WEIGHT=test-request | (test-request <…test-request>)

requests weights to be applied to the generalized log-rank statistics to perform various tests. For more information about the various weight functions that the ICLIFETEST procedure supports, see the section Generalized Log-Rank Statistic. You can specify the following test-requests:

FAY

specifies the test that uses Fay’s weights (Fay 1999).

FINKELSTEIN

specifies the test that uses Finkelstein’s weights (Finkelstein 1986).

FLEMING($\rho 1$, $\rho 2$)

specifies the family of tests in Harrington and Fleming (1982), where $\rho 1$ and $\rho 2$ are nonnegative numbers.
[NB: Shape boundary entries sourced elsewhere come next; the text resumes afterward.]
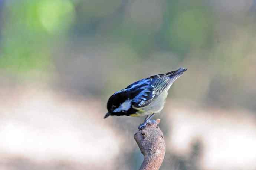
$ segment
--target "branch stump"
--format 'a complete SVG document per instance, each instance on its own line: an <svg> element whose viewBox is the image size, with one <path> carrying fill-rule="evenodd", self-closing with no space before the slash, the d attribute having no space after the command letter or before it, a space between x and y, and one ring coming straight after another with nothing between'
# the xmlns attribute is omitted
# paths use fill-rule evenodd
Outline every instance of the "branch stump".
<svg viewBox="0 0 256 170"><path fill-rule="evenodd" d="M143 162L139 170L158 170L165 153L165 143L163 132L157 124L147 124L134 136L138 146L144 155Z"/></svg>

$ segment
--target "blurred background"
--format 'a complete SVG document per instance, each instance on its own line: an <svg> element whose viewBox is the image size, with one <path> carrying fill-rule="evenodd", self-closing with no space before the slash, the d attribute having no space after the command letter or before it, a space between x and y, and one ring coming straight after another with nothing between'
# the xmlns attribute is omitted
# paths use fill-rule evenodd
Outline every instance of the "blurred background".
<svg viewBox="0 0 256 170"><path fill-rule="evenodd" d="M144 118L108 98L188 68L161 169L256 169L256 1L0 0L0 169L134 170Z"/></svg>

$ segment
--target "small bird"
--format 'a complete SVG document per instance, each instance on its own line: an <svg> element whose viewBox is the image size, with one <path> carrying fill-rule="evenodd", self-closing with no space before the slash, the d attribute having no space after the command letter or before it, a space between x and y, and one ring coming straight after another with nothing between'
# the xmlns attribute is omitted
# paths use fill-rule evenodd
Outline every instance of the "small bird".
<svg viewBox="0 0 256 170"><path fill-rule="evenodd" d="M168 90L173 82L186 70L180 68L167 73L151 76L116 92L108 99L107 105L108 112L104 118L109 116L147 116L139 129L145 127L147 123L155 123L155 121L151 120L151 118L164 108Z"/></svg>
FLEMING($\rho 1$,$\rho 2$) corresponds to the Fleming-Harrington $G^{\rho }$ family (Fleming and Harrington 1981) when $\rho 2$=0. Alternatively, you can specify a test in this family as FLEMING($\rho $) with one argument. When $\rho $=0, the test becomes the log-rank test. When $\rho $=1, the test should be very close to the Peto-Peto test.

NONE

suppresses all comparison tests. Specifying WEIGHT=NONE is equivalent to specifying NOTEST.

SUN

specifies the test that uses Sun’s weights (Sun 1996).